But that has proven to be wishful thinking. Mr. Johns has filed a complaint with the Equal Employment Opportunity Commission, claiming the town of Atherton retaliated against him when it declined to hire him to be interim city manager late last year.
Mr. Johns applied for the interim manager position after the town's permanent city manager, Jerry Gruber, resigned last October. The town considered a number of applicants, and hired Nadine Levin as "bridge" interim manager in October, then a longer-term interim manager, John Danielson, who began work at the beginning of the year.
In his EEOC claim, Mr. Johns cites his advocacy, during his tenure as finance director, on behalf of two female town employees. He had complained to town officials that the women were being subjected to sexual harassment, but his complaints were not followed up on, he said.
In a brief written for a planned mediation session, Mr. Johns wrote that the town responded to his complaints by first dismissing them as insignificant, and then by retaliating against him.
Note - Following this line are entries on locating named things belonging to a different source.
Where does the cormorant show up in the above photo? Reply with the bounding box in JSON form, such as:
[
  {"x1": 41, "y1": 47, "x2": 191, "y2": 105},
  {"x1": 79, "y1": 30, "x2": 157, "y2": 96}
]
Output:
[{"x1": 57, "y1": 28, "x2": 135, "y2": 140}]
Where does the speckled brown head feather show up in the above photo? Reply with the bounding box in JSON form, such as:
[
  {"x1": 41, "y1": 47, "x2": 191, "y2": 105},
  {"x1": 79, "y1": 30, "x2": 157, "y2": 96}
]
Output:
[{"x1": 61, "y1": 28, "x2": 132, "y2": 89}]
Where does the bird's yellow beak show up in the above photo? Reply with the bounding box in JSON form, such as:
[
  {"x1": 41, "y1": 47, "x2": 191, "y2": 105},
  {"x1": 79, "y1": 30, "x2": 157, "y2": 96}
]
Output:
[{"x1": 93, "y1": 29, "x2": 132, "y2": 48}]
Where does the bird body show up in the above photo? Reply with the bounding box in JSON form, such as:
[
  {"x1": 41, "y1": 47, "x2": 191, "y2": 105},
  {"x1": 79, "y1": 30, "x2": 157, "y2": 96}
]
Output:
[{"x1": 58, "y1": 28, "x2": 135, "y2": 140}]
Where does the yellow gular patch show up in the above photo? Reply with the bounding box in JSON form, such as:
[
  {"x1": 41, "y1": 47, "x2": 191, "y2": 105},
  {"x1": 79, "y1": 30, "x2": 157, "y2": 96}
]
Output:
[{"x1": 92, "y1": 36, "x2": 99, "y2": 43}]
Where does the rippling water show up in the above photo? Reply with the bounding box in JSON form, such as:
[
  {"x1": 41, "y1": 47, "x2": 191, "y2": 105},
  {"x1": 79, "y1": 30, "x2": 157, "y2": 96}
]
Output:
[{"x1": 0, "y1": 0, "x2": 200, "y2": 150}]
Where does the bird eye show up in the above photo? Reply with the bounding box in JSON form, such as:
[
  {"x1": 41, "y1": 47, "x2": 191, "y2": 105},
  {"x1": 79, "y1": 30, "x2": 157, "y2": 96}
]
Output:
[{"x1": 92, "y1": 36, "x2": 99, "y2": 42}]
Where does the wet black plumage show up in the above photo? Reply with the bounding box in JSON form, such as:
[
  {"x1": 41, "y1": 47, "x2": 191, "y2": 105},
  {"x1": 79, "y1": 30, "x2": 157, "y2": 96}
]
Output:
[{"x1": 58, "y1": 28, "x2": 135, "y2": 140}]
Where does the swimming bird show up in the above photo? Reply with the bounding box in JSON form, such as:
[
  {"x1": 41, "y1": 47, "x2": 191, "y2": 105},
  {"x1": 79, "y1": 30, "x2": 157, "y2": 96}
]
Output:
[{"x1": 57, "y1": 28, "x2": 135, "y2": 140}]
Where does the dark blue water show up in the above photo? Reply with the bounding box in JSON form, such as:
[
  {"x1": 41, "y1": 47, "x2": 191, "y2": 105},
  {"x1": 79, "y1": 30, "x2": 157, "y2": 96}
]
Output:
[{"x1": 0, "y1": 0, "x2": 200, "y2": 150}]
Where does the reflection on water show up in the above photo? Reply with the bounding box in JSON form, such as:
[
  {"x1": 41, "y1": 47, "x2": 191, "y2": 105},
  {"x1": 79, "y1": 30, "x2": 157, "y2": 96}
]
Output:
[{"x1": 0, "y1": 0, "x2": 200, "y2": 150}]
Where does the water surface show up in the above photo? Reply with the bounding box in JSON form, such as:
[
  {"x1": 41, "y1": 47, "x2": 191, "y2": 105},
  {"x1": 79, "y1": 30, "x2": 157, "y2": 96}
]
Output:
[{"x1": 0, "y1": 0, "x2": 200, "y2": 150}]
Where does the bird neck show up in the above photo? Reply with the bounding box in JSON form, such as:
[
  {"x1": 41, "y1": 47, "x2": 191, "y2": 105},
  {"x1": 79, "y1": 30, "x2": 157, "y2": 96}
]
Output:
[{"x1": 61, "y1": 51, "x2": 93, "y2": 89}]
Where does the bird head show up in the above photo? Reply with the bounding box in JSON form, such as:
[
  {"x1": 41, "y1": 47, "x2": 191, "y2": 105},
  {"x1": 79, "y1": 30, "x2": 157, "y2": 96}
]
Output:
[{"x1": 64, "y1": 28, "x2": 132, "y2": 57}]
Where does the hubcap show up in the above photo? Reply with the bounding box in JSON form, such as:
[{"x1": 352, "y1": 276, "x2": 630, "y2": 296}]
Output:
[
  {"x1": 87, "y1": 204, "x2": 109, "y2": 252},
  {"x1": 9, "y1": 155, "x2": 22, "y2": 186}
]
The retaliation, he said, consisted of his 2007 suspension and, after a two-month investigation by the town, his firing.
Now, Mr. Johns states in his complaint, the town is again retaliating against him by refusing to rehire him.
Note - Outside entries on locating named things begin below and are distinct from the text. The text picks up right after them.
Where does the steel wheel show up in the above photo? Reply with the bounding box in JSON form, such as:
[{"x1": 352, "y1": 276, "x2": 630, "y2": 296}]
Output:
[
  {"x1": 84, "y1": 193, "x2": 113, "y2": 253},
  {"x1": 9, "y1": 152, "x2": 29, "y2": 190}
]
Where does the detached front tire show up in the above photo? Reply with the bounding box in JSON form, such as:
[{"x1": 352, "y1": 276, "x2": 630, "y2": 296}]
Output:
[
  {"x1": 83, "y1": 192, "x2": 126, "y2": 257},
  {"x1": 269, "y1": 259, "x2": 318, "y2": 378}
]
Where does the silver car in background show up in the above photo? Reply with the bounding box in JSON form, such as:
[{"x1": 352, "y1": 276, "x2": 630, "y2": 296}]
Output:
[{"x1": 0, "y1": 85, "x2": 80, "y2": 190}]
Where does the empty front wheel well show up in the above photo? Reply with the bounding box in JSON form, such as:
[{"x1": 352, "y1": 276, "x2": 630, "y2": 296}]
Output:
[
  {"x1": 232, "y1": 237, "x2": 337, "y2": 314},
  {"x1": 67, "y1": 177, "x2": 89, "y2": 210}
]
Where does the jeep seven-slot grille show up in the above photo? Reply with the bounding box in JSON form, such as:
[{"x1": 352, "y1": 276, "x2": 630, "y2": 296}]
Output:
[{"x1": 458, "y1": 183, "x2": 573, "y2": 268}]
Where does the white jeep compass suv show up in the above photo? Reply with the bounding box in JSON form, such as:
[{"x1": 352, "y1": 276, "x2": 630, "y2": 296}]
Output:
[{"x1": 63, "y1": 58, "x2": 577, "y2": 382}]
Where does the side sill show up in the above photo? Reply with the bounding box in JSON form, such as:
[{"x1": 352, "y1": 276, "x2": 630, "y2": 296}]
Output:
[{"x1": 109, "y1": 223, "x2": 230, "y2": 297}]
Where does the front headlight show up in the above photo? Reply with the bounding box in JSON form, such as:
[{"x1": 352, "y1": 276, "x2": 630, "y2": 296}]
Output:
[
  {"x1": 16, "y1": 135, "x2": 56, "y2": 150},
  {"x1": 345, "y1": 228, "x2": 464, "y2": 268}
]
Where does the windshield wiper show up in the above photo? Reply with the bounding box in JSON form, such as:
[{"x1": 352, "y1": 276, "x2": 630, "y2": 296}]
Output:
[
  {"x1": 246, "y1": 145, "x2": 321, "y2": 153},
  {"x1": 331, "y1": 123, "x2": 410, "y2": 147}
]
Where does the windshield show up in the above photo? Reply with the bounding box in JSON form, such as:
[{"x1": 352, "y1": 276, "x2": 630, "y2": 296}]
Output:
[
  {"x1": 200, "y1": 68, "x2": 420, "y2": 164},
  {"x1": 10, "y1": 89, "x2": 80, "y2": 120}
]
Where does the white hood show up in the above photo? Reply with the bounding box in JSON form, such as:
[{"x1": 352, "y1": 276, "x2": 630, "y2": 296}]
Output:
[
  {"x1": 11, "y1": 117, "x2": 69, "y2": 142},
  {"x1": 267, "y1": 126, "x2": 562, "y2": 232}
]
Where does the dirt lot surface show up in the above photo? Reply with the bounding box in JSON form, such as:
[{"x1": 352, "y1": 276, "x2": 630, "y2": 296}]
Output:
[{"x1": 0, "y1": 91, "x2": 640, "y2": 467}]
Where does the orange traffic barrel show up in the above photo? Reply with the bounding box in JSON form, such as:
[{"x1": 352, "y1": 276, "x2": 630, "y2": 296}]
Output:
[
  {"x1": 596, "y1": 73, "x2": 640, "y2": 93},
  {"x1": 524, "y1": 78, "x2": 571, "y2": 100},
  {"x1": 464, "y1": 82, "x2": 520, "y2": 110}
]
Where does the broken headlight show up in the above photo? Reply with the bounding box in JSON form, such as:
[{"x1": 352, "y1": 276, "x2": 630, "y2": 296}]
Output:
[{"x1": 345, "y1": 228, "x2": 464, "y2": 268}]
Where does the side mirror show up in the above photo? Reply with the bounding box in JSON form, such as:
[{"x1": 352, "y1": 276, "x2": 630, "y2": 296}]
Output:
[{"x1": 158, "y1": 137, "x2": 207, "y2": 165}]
Mr. Johns has also filed complaints against the town's police department based on what he alleges was his illegal detainment by the department during the 2007 series of actions by the town against him. The complaints allege evidence tampering and the falsification of two police reports pertaining to his detention and investigation, he said.
An internal investigation of the complaints is now under way, he said, and he was recently interviewed by the town-hired investigator, Pete Peterson, the former police chief of a small California town who also investigated a complaint by Atherton resident Jon Buckheit that the police report of his arrest had been falsified.